The village waited with bated breath on the morning of my brother’s release. I stood next to my fiancé. My brother walked into the house without looking at me. His bloodshot eyes spoke of a night unslept. Blood streaked the back of his long shirt. I was expelled from my parents’ house until my brother died drunk in a graveyard, hugging an old blue shirt crusted with bloodied vomit.

***

I went to New Delhi to catch my flight to America. My parents made me stay at a relative’s house. We had a room to ourselves, presumably their guest room. There were signs that it was lived in before. The bottle of coconut oil on the dresser had a wet ring. The bathroom had lotions and shampoos and body washes in various stages of use. The tub was filled with fresh water, cold to touch but warm for the body. In their hospitality, the only thing they forgot to give us were towels. My mother had packed a hand towel, which my father and I used before sleeping.

They were surprised, the relatives, that my parents were sending their girl to America. Their own son was studying in a local college. He stood at the doorway while the adults talked about how wasteful it was to study abroad. I wanted him to take his under turban off. The black material was cutting into his forehead. Half the cloth was damp with sweat, running down the pimples near his temples. We were family after all; he could open his hair in front of us.

After my father skillfully turned the conversation to politics, I excused myself. They let me go. I had a fourteen-hour flight, I already looked tired, my face was pale. And I was going to study hard and make them proud, right?

It was strange trying to sleep with my parents. The two beds were pushed together to make one. The edge of the bedsheet flew under the fan’s current. I longed for an air-conditioner. I knew my father thought so too, because he got up to wash his face when the sweat got unbearable. There was nothing to do but wait. The conversation with the relatives had petered out.

I was too jittery to sleep. My father made a cup of chai at two in the morning. We had to use our cellphones for light in the kitchen because we didn’t want to wake anyone. My father told me I should have asked the lady of the house to make it. But I had felt bad for her. She had spent the entire conversation in the kitchen, telling me it’s okay, she would make me more rotis, while I listened to her husband talk about love jihad.

My father found the cardamom and cinnamon, and I pulled out a Lipton tea bag. The water took three minutes to boil. My father told me that he was proud of me, that he had given me everything he could, and he hoped it was enough. I hugged him as the water started hissing, and told him we felt like maharajas in our city. He laughed in my hair. His left hand poured the water in a teacup.

***

I brought my writer boy home and we were more than us. His father was one of us who had left long ago. We all had families now, even the ones who had yelled at the sun that we won’t marry, even those with ugly bumps on the noses. We had stopped being we a long time ago, bright colors left from Holi refusing to go back into the mud.

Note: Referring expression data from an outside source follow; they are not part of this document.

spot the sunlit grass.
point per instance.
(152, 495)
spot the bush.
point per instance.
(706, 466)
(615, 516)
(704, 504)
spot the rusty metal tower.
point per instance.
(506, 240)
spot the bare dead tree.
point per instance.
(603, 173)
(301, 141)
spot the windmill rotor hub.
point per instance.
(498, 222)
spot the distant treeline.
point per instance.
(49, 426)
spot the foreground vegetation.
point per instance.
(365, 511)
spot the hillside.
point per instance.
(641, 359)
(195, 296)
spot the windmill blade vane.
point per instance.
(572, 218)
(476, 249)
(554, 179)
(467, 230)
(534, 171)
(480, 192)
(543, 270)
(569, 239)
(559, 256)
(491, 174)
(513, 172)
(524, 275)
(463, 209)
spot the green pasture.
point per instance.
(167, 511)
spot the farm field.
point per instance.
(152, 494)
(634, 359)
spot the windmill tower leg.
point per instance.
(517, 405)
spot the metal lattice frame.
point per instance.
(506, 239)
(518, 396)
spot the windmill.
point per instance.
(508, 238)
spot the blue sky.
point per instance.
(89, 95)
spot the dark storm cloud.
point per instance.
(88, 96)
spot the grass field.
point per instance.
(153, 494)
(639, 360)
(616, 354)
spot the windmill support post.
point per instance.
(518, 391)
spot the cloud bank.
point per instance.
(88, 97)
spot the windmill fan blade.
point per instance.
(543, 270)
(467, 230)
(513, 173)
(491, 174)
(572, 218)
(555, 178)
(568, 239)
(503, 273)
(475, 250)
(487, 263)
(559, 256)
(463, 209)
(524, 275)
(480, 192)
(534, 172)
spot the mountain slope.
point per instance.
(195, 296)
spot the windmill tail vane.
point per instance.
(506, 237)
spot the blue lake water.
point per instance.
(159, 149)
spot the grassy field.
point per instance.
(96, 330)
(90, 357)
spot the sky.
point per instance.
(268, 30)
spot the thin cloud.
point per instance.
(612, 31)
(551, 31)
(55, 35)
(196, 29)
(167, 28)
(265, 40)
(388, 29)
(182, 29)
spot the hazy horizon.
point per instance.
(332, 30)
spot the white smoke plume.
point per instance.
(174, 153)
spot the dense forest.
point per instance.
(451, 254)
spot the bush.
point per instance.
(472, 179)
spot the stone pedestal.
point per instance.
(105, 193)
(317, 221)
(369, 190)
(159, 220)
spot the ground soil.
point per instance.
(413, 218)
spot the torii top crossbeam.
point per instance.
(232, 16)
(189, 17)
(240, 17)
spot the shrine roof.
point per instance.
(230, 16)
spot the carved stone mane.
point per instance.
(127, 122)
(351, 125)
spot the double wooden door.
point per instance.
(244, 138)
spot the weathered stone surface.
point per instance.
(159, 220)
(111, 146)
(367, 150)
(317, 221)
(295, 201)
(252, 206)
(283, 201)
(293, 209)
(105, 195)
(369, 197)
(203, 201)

The gods had changed and we had changed with them.

The boy was a hit. A tragedy returning home, a maharaja in my city. My father taught him to tie his turban, my grandmother invited him to high tea, my mother wanted to talk to his parents for a rishta, my cousin got him loose kurtas to wear. We stood together with our heads covered before putting our feet in the gurdwara water basin. The dirt was washed from our feet, swirling into the water, until it became clear again.